Generative model. The data-generating process for each simulated dataset is the PCM (or RM) fitted to the observed data, with persons drawn from the empirical theta distribution (resampled with replacement). This means the simulated data perfectly satisfy the PCM unidimensional assumption.

Estimation model. The CFA on each simulated dataset uses a single-factor model with all items as ordinal indicators (F1 =~ I1 + I2 + ...), fitted with WLSMV by default. Reported CFI / RMSEA are the Satorra-Bentler-scaled variants (cfi.scaled, rmsea.scaled) for consistency across iterations; SRMR is reported unchanged. Standardized loadings are the est.std of the =~ paths from lavaan::standardizedSolution().

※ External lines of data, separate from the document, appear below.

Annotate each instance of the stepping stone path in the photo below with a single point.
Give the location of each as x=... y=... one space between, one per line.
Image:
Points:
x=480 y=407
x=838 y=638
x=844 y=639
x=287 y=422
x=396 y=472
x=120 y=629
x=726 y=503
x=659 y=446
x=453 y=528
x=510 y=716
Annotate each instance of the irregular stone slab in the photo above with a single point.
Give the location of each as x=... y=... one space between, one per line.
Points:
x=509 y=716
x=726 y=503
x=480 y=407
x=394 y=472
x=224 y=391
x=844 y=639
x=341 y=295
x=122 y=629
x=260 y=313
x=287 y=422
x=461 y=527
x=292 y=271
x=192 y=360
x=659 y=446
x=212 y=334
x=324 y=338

Why a null distribution. A perfectly PCM-unidimensional dataset will typically not yield CFA fit indices at their ideal values (CFI = 1, RMSEA = 0), nor identical loadings across items: PCM uses a logistic threshold structure while WLSMV uses a probit link via the polychoric correlation matrix, and finite samples add sampling variability. The simulated distributions capture both, giving a more honest reference than rule-of-thumb cutoffs derived under continuous-data ML.

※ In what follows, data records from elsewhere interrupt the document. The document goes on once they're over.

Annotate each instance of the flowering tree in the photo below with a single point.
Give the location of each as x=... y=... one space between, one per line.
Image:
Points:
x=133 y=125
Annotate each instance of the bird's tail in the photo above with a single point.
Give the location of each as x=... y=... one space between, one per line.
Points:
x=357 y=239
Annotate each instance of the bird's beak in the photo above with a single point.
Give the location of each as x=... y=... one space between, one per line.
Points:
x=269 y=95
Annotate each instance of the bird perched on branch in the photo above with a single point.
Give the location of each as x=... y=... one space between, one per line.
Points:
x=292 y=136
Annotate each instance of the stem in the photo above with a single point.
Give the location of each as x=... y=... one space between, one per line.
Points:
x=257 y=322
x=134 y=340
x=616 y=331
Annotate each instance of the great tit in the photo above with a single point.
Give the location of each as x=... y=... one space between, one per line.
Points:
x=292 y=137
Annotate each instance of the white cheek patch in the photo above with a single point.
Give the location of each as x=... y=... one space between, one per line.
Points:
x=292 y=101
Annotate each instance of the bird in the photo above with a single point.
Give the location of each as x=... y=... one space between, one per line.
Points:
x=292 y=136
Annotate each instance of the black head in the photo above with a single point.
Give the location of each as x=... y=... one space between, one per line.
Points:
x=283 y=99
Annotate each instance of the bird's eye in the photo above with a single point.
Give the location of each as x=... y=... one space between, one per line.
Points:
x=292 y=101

Iteration failures. Some simulated datasets cause WLSMV to fail (non-positive-definite polychoric matrix, boundary thresholds, empty categories). Failed iterations are dropped; actual_iterations reflects the number that succeeded.

References

Yuan, K.-H., & Bentler, P. M. (2000). Three likelihood-based methods for mean and covariance structure analysis with nonnormal missing data. Sociological Methodology, 30(1), 165-200. doi:10.1111/0081-1750.00078

Rosseel, Y. (2012). lavaan: An R Package for Structural Equation Modeling. Journal of Statistical Software, 48(2), 1-36. doi:10.18637/jss.v048.i02

Examples

# \donttest{
if (requireNamespace("lavaan", quietly = TRUE) &&
    requireNamespace("eRm", quietly = TRUE)) {
  data("raschdat1", package = "eRm")

  # Few iterations for a fast example; use 250+ in real analyses
  sim <- RMdimCFACutoff(raschdat1[, 1:8], iterations = 50,
                        parallel = FALSE, seed = 1)

  # Observed-vs-expected tables
  RMdimCFA(raschdat1[, 1:8], cutoff = sim)

  if (requireNamespace("ggplot2", quietly = TRUE)) {
    plots <- RMdimCFAPlot(sim, data = raschdat1[, 1:8])
    plots$loadings
    plots$fit
  }
}

# }